BART: A day in the life of a rider


BART is a vital part of our transportation system.

Deepika Dipshika ,

It’s about ten minutes before the 6 a.m. BART train arrives at the Richmond station. California State University, East Bay student Tiffany Delgado makes sure she arrives on time to ensure she gets a seat.

Twice a day, five times a week — this is what a commute to and from school looks like for Delgado, who is currently pursuing a degree in accounting. Rain or shine and even with often-delayed trains, she spends a great deal of her time seated or standing during a noisy and crowded train ride.

Now it’s 6 a.m., Delgado and I make it to her train just in time to stand in line with other passengers, who frantically guard the entrance to the train. Pushing and shoving begins as passengers on the BART get off and the ones waiting on the platform rush inside, many of whom are carrying overstuffed backpacks or massive suitcases. These passengers range in all ages, from 30-year-old businessmen to teenagers accompanied by their friends.

The first thing that hits me as I set foot inside the BART train is the strong stench of urine that only seems to get stronger as you make your way further inside the car. The floor is covered with shoe prints and pieces of tissue paper, along with a couple pages from a newspaper that look to be the San Francisco Chronicle.

While a lot of the passengers have found a seat by this point, there are a couple of people holding onto the overhead straps or gripping metal bars for when the train unexpectedly jerks or makes a stop. Some of these people standing even attempted to read newspapers and eat food or drink beverages, but not having a seat makes these rather simple tasks much more difficult. Each time the train jerks, the crowd lets out an involuntary groan indicating their frustration.

Looking further into the train, several of the homeless riders are seated on the floor

while one or two of them occupy seats. For a while, they are quietly seated but then a homeless man got up and started asking passengers for money. Many commuters turned away from him, but a few took out their wallets or searched through their handbags and handed him a couple bills or spare change. Delgado explained that she always keeps some loose change to give away since being around homeless people is a regular thing for her.

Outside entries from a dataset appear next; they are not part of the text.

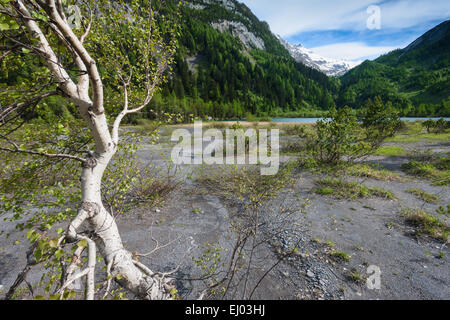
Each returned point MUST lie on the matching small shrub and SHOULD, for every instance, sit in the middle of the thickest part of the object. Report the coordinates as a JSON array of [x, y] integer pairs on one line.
[[422, 195], [426, 224], [340, 256]]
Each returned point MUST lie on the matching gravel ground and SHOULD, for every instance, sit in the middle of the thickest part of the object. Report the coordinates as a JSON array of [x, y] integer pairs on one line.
[[410, 267]]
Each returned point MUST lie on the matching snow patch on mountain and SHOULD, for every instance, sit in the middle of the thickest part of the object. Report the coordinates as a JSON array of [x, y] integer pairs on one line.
[[240, 31], [329, 66]]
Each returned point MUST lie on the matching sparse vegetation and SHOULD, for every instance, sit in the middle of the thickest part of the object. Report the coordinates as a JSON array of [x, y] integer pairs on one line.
[[340, 256], [341, 189], [370, 171], [390, 151], [426, 224], [434, 169], [422, 195], [355, 276]]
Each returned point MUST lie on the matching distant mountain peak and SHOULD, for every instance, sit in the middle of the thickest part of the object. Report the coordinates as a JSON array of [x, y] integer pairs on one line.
[[434, 35], [329, 66]]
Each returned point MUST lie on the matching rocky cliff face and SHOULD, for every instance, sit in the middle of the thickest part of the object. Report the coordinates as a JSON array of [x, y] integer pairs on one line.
[[329, 66], [244, 32]]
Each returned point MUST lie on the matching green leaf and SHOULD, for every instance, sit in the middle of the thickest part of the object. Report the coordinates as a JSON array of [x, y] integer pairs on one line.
[[83, 243]]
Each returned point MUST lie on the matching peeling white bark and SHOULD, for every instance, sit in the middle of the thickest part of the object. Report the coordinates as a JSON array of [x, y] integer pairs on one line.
[[134, 276]]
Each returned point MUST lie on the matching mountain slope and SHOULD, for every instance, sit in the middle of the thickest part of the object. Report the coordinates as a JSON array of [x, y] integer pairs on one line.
[[229, 63], [329, 66], [415, 79]]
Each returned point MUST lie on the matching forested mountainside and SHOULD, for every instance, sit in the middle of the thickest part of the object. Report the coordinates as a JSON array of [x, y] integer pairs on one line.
[[415, 79], [229, 63]]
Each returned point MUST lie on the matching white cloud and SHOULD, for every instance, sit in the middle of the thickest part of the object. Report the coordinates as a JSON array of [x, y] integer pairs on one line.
[[354, 51], [289, 17]]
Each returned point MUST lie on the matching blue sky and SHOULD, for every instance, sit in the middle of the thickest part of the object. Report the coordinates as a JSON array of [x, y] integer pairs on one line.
[[338, 28]]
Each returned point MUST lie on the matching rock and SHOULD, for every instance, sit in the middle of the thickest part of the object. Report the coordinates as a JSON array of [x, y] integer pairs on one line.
[[310, 274]]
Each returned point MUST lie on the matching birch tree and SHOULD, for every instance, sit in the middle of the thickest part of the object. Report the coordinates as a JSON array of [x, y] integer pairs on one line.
[[107, 59]]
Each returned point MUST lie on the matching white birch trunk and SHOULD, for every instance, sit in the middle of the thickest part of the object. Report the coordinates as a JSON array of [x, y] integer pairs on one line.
[[139, 280]]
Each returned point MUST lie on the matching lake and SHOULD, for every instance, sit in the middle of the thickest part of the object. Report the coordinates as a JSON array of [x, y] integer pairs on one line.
[[314, 120]]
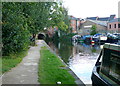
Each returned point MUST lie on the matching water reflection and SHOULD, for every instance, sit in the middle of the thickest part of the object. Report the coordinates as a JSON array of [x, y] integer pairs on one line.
[[80, 57]]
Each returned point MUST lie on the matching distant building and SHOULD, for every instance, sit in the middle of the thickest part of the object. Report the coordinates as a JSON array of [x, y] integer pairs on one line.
[[114, 26], [85, 28], [100, 22], [74, 23]]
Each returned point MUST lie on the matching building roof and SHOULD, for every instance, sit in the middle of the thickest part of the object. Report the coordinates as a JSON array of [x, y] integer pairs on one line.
[[115, 20], [102, 23], [74, 18], [111, 17], [102, 18], [92, 18]]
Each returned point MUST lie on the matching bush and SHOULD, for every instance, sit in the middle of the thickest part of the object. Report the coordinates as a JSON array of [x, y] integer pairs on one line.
[[15, 35]]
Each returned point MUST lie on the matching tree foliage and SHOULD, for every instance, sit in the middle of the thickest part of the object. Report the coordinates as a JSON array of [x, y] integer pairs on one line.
[[93, 30], [15, 36], [22, 19]]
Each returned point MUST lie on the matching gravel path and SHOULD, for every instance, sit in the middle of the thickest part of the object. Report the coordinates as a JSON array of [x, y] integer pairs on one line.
[[27, 71]]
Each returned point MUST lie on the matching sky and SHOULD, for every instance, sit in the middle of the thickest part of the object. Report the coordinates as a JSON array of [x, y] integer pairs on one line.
[[91, 8]]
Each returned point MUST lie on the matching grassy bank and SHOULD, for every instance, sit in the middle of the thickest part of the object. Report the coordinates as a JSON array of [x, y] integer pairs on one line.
[[50, 69], [11, 61]]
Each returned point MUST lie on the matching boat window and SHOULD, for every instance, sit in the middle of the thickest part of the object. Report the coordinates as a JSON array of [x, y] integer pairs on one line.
[[115, 67]]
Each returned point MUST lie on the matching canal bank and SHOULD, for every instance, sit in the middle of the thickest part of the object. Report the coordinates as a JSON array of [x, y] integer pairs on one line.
[[77, 80], [27, 71]]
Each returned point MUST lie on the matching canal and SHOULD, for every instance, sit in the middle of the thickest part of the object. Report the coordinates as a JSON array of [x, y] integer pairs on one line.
[[80, 57]]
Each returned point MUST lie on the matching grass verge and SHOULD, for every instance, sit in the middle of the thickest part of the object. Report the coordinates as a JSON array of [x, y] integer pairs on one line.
[[11, 61], [50, 70]]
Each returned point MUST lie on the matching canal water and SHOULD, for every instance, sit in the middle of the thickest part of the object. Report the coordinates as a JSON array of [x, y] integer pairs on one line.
[[80, 57]]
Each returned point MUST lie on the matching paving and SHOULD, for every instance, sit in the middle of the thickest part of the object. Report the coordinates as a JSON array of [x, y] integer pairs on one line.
[[25, 72]]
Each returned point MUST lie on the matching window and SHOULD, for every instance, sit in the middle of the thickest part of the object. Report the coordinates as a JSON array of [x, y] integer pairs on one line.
[[110, 26], [114, 25], [118, 25]]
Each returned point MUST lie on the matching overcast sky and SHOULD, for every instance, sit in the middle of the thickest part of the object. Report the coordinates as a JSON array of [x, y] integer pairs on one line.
[[91, 8]]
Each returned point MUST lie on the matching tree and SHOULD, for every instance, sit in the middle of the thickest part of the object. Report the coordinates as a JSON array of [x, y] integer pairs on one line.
[[93, 30], [15, 36]]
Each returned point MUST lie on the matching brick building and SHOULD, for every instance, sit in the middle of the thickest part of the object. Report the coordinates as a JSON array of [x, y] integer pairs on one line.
[[114, 26]]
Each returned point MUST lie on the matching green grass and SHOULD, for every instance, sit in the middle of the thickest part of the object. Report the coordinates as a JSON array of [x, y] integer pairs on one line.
[[50, 70], [11, 61]]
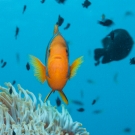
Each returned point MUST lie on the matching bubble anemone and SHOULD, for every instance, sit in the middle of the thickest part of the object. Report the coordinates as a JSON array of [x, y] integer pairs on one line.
[[21, 115]]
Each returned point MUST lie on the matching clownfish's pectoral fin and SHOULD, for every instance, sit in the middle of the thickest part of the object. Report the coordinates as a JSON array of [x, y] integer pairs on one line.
[[48, 96], [39, 68], [56, 29], [75, 65], [63, 96]]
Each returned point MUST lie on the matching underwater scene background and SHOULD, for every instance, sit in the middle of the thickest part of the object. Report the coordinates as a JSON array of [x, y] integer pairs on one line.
[[106, 91]]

Since of none of them are disrespectful or harass passengers, she feels empathetic towards them and tries to give them whatever she can, whenever she can.

The train continued to run rather smooth with the exception of a couple bumps on the rail and after about an hour, we finally arrived at the Hayward BART station. Everyone headed towards the door in a disorderly frenzy, which required a lot of pushing and shoving similar to the boarding process. A few people trip over items and others stomped their feet while they checked their wristwatches every few seconds. Finally, after a few minutes of letting the antsy ones pushed ahead, Delgado and I made it out of the train, onto the platform and made our way towards the CSUEB shuttle.

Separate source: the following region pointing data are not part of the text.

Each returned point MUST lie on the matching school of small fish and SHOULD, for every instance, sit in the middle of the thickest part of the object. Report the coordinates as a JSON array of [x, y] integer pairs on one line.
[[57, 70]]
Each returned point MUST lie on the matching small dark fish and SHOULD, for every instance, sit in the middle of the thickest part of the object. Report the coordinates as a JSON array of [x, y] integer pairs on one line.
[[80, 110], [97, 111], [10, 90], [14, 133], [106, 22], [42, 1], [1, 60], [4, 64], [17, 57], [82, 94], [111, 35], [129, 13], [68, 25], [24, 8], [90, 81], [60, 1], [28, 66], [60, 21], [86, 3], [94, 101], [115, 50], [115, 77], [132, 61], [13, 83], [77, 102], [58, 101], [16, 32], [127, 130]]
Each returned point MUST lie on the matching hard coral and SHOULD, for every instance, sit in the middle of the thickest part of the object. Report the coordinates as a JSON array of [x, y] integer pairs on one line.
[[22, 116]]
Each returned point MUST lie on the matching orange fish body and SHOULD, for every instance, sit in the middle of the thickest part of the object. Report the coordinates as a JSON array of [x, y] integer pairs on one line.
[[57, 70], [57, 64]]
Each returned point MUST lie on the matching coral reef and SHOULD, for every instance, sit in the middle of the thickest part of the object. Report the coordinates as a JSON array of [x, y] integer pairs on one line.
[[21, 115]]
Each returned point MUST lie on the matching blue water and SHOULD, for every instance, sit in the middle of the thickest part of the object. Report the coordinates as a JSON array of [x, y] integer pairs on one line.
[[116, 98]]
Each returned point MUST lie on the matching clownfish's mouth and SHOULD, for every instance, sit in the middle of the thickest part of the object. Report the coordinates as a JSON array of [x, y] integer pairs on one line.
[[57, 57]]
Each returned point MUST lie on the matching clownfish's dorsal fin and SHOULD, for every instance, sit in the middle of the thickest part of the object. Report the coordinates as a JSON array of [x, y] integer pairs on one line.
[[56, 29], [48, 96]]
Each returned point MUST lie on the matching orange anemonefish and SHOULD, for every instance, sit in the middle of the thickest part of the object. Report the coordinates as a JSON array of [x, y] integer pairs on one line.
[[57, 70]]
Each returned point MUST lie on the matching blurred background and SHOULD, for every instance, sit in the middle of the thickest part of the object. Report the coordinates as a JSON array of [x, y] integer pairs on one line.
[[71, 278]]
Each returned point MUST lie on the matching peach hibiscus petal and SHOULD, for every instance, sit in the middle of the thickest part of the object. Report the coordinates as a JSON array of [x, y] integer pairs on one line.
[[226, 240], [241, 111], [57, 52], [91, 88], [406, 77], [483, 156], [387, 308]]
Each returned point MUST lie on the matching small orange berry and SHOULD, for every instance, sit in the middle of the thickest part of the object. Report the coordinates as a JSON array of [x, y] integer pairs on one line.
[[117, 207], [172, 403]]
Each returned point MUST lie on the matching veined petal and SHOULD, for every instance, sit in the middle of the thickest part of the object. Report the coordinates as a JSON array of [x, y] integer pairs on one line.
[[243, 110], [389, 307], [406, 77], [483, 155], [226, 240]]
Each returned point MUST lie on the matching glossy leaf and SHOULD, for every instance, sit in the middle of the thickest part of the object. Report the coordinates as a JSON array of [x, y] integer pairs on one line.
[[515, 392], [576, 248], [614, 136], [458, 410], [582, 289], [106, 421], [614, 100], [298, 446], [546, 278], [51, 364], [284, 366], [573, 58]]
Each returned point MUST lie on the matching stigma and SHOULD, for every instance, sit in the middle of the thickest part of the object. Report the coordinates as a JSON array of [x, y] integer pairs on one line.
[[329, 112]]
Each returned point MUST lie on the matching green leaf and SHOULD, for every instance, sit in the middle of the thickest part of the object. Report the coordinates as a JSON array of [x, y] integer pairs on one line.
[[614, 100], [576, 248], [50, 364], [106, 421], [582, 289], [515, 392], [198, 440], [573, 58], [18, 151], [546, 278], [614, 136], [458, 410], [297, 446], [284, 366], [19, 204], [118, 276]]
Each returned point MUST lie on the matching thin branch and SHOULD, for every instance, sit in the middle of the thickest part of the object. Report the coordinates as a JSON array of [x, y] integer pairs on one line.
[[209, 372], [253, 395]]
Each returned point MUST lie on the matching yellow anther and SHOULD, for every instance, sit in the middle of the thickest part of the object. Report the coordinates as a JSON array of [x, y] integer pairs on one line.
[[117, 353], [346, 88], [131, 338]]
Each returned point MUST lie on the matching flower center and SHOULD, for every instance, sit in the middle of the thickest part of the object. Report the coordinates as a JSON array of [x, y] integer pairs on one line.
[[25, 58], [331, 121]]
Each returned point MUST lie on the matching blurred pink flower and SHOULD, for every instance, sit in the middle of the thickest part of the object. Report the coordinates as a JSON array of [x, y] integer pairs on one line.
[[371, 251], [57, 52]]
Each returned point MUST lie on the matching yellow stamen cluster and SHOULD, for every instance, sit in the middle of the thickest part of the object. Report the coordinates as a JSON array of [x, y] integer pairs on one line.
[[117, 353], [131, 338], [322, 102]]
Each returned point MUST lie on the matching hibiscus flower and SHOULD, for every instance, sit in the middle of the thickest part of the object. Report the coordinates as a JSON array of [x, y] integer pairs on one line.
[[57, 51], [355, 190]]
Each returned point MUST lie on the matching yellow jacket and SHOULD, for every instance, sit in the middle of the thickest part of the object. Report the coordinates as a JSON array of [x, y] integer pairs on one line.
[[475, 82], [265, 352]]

As we made our way to the shuttle stop, we found a long line of at least twenty students ahead of us. While this seemed like a lot to me, Delgado explained it is much better than other days when the line stretches out all the way to another bus stop.

Once the shuttle arrived at the station Delgado and I were able to make it on, but there were several students who are not as lucky and were left behind waiting for the next shuttle. Although the ride to school is a relatively easy, about 15 to 20 minutes, by the time I arrived on campus I felt like it had been hours and I was exhausted. My first thought was I couldn’t wait to get home, but my day had not even started yet.

Delgado stays on campus until around 5 p.m., when she boards the shuttle back to the Hayward BART station and then catches the train home to Richmond. This routine takes her approximately two hours each time.

A commute to school in the morning was enough to exhaust me and imagining going through it all over again after a handful of classes, five days a week made me appreciate living close to campus and having a car to take me to and from school. I could not imagine relying on BART for my commutes on a daily basis.